Check Your Credit Report Before Applying to Jobs
Did you rack up massive credit card debt in college? What about student loan debt? Figure out what your credit score is (and what the number means) before you apartment-hunt or job hunt – both landlords and future employers may judge you harshly if your score indicates you’re an irresponsible spender.
Even if that’s not an issue, you’re going to have trouble getting personal loans, credit cards with reasonable rates, financing on a car or home, and more – and the emotional toll is enormous. If you haven’t built good credit, it’s still possible to do so – we’ve got 5 tips to help you build credit here.
Don’t be fooled into paying money to review your report, either. You’re entitled to a free credit report from each of the three major credit reporting bureaus each year. Visit AnnualCreditReport.com to pick yours up, free, now.

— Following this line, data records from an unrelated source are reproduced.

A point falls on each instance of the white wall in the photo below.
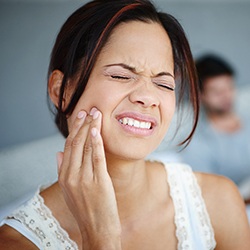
(29, 29)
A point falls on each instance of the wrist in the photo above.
(105, 242)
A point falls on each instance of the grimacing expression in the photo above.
(132, 84)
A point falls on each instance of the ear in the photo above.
(54, 86)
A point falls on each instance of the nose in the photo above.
(144, 94)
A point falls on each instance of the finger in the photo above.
(88, 147)
(98, 155)
(78, 145)
(59, 159)
(79, 121)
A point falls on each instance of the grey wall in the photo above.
(27, 33)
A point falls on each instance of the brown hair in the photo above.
(85, 33)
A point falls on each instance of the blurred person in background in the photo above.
(220, 144)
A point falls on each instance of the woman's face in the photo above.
(132, 84)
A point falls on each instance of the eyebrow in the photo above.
(132, 69)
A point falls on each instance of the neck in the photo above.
(130, 183)
(226, 122)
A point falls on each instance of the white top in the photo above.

They Don’t Call it a Grace Period for Nothing
The “grace period” is that brief window (usually six months) between graduation and that first student loan repayment bill. Deferring a loan doesn’t make it go away – it keeps accruing interest! So plan for your loan payments, consolidate them if possible, and make sure you have a game plan. Paying them on time can actually boost your credit score considerably – and can reduce your interest rate with some lenders. Read our article about how to repay student loans on a budget.
When You Start Making a Dime, Start Saving A Penny
The irony about saving for retirement is, it’s better to start long before you’re even clear on what you’ll be doing in five years, let along several decades. But if you’re smart, you’ll start taking a small portion of that first “real” paycheck and investing it starting now. You’ll thank yourself in years to come, and the high cost of an emergency or an early retirement will be a lot less to handle when the time comes.
School yourself in what your job offers, if anything, and then consider options on your own. Many retirement strategies can be started early. Read our cheat sheet on how to start investing your money young. You’ll learn the basics about 401(k) plans, IRAs, 529s, and other investment strategies there, which will help you get started.